The commission noted that the figure does not include additional penalties that may arise from service-level agreements between TCN and electricity distribution companies.
“Exceeding the TLF target means the TSP will not be able to meet its full revenue requirement, as there is no provision to recover the revenue needed to cover the excess losses from customers,” the regulator said.
It added that the transmission company remains responsible for paying generation companies for electricity that never reaches end-users.
“TLF underperformance has additional costs for the TSP because it has to pay GenCos for the energy that is not billable to DisCos and other off-takers. The estimated cost of the 0.96 percentage point TLF underperformance during the quarter is N2.61bn,” NERC stated.
Despite the losses, the latest figure represents an improvement from the N3.13 billion recorded in the fourth quarter of 2025.
Beyond transmission losses, the report highlighted concerns over the stability of the national grid during the period.
According to NERC, frequency fluctuations increased during the quarter, suggesting a decline in the quality and stability of electricity supply.

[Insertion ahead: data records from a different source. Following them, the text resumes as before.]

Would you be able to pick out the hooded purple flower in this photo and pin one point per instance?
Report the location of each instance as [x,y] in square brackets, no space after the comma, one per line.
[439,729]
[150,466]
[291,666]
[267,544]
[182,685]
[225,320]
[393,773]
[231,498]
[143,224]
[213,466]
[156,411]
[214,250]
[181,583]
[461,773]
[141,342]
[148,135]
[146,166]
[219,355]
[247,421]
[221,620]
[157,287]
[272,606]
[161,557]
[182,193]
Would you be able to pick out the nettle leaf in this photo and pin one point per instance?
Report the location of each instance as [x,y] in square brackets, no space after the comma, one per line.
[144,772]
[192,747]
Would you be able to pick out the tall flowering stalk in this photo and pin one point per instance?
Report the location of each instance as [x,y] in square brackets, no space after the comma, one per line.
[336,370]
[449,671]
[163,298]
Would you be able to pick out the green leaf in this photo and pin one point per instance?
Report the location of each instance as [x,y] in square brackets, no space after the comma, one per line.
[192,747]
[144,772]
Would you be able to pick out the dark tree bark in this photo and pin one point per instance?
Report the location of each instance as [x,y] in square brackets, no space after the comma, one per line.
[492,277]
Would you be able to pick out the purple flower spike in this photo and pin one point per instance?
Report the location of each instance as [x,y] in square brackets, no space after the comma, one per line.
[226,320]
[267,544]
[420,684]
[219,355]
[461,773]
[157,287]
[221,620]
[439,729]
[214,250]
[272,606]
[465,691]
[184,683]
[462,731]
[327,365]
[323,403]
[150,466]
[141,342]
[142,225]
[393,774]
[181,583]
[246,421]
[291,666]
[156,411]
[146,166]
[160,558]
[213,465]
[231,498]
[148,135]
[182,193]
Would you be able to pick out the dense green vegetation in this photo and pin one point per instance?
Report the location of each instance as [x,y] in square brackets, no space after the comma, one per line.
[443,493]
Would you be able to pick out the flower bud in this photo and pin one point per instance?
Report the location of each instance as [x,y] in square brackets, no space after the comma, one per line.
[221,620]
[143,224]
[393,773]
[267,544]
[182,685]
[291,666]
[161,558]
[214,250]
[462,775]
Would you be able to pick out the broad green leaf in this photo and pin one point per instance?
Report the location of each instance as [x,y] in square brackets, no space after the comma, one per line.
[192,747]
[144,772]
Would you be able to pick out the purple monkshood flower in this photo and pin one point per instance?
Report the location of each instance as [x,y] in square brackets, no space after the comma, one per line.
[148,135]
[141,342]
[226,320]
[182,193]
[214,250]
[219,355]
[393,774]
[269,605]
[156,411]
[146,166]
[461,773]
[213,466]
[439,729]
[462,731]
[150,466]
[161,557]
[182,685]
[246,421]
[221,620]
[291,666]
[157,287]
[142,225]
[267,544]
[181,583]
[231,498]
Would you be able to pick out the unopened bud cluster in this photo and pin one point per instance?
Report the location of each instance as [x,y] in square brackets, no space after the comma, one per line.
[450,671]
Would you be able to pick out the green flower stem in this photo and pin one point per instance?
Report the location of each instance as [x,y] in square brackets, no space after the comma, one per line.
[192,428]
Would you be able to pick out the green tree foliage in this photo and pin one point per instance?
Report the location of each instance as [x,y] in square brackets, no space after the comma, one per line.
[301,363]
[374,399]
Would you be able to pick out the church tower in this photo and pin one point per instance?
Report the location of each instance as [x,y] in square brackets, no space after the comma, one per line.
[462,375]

The regulator explained that frequency is a critical measure of power quality because many industrial facilities and heavy-duty equipment are designed to operate within specific frequency limits.
Under the national grid code, the standard operating frequency is 50Hz, with an acceptable range of between 49.75Hz and 50.25Hz.
However, data from the quarter showed that the average lower daily frequency dropped to 49.11Hz, while the average upper frequency rose to 50.72Hz. This resulted in a frequency range of 1.61Hz, compared with 1.27Hz in the previous quarter.
“The 0.34Hz increase in the average quarterly frequency range recorded in 2026/Q1 relative to 2025/Q4 indicates a slight decline in the stability of the national grid’s frequency profile,” the commission said.
The report also identified persistent voltage instability across the transmission network.
NERC noted that while the grid code prescribes a nominal transmission voltage of 330kV and an acceptable operating range of 313.50kV to 346.50kV, actual operating conditions frequently exceeded those limits.
During the review period, the average lower operating voltage fell to 304.21kV, while the average upper voltage climbed to 349.88kV.
The regulator warned that such fluctuations could have serious consequences for consumers, particularly industrial and commercial users whose equipment is sensitive to voltage variations.
“Fluctuations in grid voltage, including spikes, dips, flickers and brownouts, can cause significant harm to consumers and result in substantial commercial losses,” NERC said.
“Extreme cases of voltage fluctuations, particularly at the distribution network level, can cause severe damage to industrial machines, thereby compelling industrial customers to seek alternative sources of power outside the national grid.”
The report underscores the continuing operational challenges facing Nigeria’s electricity transmission network despite ongoing investments and reforms aimed at improving grid performance.
Industry stakeholders have repeatedly argued that addressing transmission bottlenecks remains critical to improving electricity supply, reducing energy losses and enhancing the overall efficiency of the power sector.